Auch hier wiederum 2.5 Stunden Fahrt. Aber wir wussten uns zu beschäftigen:
Zum Beispiel mit Sonnenbaden, dem Genuss von original bayrischen Fleischpflanzerln mit Kartoffelsalat von unserem lieben Andi, Deck schrubben oder Kontakte knüpfen zu den anderen Passagieren an Bord...
Dem Wind hält auch die beste Frisur nicht stand....
Auf Empfehlung von ein paar jungen amerikanischen Naturschützern, die wir auf dem Boot getroffen haben, fanden wir auch gleich einen schönen Campingplatz direkt am Strand.
Ein Teil der Gruppe machte sich auf den Weg ins Dorf, um das nötigste zu besorgen. Fleisch, Bier, Wasser, was braucht man mehr.........? Ja gut. Vielleicht ein Zelt. Also raffte sich schliesslich der zweite Teil von uns auf, das Zelt aufzubauen. Nur, wo ist es? Nach ausgiebiger Suche in allen Autos, mussten wir feststellen, dass man auf ein Zelt beim Camping auch ruhig verzichten kann. Denn in New Bern in der Griffin Avenue ist es schliesslich viel besser aufgehoben. Und das macht den aufziehenden Sturm/Regen/Gewitter doch viel spannender!
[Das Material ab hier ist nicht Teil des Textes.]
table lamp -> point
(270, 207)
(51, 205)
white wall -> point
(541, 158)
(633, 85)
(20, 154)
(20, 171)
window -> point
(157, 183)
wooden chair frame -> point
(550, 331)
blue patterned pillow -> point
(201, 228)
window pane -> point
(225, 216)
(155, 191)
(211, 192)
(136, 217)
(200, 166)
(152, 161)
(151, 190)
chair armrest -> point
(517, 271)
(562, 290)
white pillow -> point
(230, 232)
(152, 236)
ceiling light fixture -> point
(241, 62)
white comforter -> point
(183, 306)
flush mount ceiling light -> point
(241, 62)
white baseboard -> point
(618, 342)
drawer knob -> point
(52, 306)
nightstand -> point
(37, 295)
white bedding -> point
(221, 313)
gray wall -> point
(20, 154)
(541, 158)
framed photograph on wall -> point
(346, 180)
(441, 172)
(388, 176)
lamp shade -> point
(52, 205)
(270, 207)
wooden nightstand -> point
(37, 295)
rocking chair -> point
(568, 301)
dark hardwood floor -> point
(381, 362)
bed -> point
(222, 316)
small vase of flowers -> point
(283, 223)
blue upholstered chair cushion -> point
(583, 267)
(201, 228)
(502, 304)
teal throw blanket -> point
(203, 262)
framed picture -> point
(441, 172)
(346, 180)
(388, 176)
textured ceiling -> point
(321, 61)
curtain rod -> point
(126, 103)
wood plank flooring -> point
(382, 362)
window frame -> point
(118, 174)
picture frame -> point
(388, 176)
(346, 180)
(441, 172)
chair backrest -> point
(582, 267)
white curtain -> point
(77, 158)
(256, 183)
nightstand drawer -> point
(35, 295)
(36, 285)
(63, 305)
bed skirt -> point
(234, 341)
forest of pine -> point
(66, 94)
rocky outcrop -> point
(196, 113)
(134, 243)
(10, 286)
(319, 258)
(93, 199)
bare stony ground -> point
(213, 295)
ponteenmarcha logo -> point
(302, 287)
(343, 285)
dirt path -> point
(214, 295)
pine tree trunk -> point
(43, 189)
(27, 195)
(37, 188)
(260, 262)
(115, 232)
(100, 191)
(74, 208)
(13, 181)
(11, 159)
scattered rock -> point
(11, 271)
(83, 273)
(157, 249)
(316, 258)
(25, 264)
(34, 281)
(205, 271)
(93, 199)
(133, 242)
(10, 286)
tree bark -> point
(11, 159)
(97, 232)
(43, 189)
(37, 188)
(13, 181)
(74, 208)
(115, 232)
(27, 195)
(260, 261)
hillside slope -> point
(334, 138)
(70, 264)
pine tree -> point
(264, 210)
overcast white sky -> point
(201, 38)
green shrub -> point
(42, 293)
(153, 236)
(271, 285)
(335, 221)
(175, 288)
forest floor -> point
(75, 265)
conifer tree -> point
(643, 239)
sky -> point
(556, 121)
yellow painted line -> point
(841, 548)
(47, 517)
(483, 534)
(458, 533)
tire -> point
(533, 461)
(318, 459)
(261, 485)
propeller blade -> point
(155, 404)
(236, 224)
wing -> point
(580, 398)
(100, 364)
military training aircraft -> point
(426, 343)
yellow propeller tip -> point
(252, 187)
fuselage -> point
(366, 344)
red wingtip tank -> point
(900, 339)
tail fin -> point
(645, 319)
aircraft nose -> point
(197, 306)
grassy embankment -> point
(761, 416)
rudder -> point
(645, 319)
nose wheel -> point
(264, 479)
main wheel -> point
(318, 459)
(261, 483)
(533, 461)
Dennoch sahen wir die Sache entspannt und stürzten uns erstmal in die Fluten des Atlantiks. Danach nochmal gechillt auf der Campingwiese und natürlich ein BBQ veranstaltet. Ohne Grillen geht nämlich nichts.
Stephan ist doch tatsächlich mit seinem Köfferchen angereist :-)
Wind Wind Wind Wind
Die Gang samt Umweltschützern
Was natürlich auch nicht fehlen darf, ist ein schönes Lagerfeuer am Strand. Dank der firmeneigenen Bosch-Paletten kam sogar ein richiges (laut Amis) Engineer-Fire zustande.
Ja, und weils grade so gemütlich war und wir ja SOWIESO kein Zelt hatten, haben wir uns einfach die Schlafsäcke geschnappt und am Strand übernachtet. Sandige Angelegenheit, aber es hat sich gelohnt: Wir durften einen wunderschönen Sonnenaufgang erleben!
Stilleben mit Alditüte
Am nächsten Tag gings weiter zum Sight-Seeing. Zuerst der Leuchtturm am Cape Lookout und dann ins Museum der Gebrüder Wright, den Erfindern des Flugzeugs und dem Ort wo das erste Mal in der Geschichte ein Flugzeug abhoben ist.
Tja, und nach 500 km Autofahrt in zwei Tagen sind wir alle wieder heil zuhause angekommen (nicht ganz so selbsverständlich :-)) und die Arbeitswoche konnte am Montag wieder wie gewohnt beginnen.